In der Biologie, der Natur- und Kulturgeschichte wird Evolution heute als die Entwicklung zu neuen, meist höher integrierten, komplexeren Formen im physikalisch-chemischen (Entwicklung des Weltalls und der Erde), biologischen (Entwicklung der Lebewesen) und kulturellen Bereich (Entwicklung der Kulturen) verstanden und als solche weitgehend im Sinne der modernen darwinistischen Evolutionstheorie auf rein materiell bedingte Ursachen zurückgeführt. In Anlehnung daran ist nach der Systemtheorie die Evolution ein Prozess, bei dem durch Reproduktion oder Replikation von einem System Kopien hergestellt werden, die sich voneinander und von ihrem Ursprungssystem durch Variation unterscheiden und bei dem nur ein Teil dieser Kopien auf Grund von Selektion für einen weiteren Kopiervorgang zugelassen werden.

Die Vertreter des Intelligent Design, dessen grundlegende Ideen von einer Gruppe konservativer amerikanischen Neokreationisten formuliert wurden, führen hingegen die gegenwärtigen Eigenschaften des Universums und des Lebens auf Erden auf eine nichtmaterielle intelligente Ursache zurück. Die wesentlichen Vordenker des Intelligent Design, die vorwiegend dem christlich-konservativen Discovery Institute in Seattle (Washington) angehören, identifizieren den intelligenten Designer mit dem christlichen Gott selbst.
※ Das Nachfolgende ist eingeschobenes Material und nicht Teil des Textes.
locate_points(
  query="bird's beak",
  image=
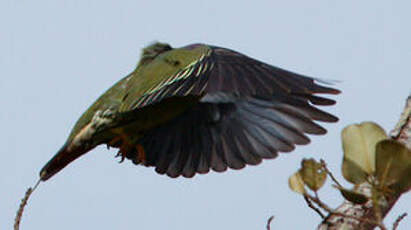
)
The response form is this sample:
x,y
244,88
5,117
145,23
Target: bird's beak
x,y
63,157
Die anthroposophische Geistesforschung geht über die enge Perspektive beider Ansätze hinaus und deckt die komplexen geistigen und materiellen Hintergründe der Entwicklung auf, die am umfassendsten durch die sogenannten sieben planetarischen Weltentwicklungsstufen beschrieben werden.

"Aber wenn Sie wirklich meine Schriften verfolgen, so werden Sie sehen, daß ich dem Darwinismus immer gerecht geworden bin, aber eben gerade dadurch gerecht werden konnte, daß ich ihm entgegengestellt habe den Goetheanismus, die Auffassung von der Entwickelung des Lebens. Das, was man Deszendenztheorie nennt, auf der einen Seite im Sinne des Darwinismus, auf der andern Seite im Sinne des Goetheanismus, diese Dinge versuchte ich immer miteinander zu verbinden. Warum? Weil im Goetheanismus die aufsteigende Linie lebt, das Herausheben der organischen Entwickelung aus dem bloß physikalischen, physischen Dasein.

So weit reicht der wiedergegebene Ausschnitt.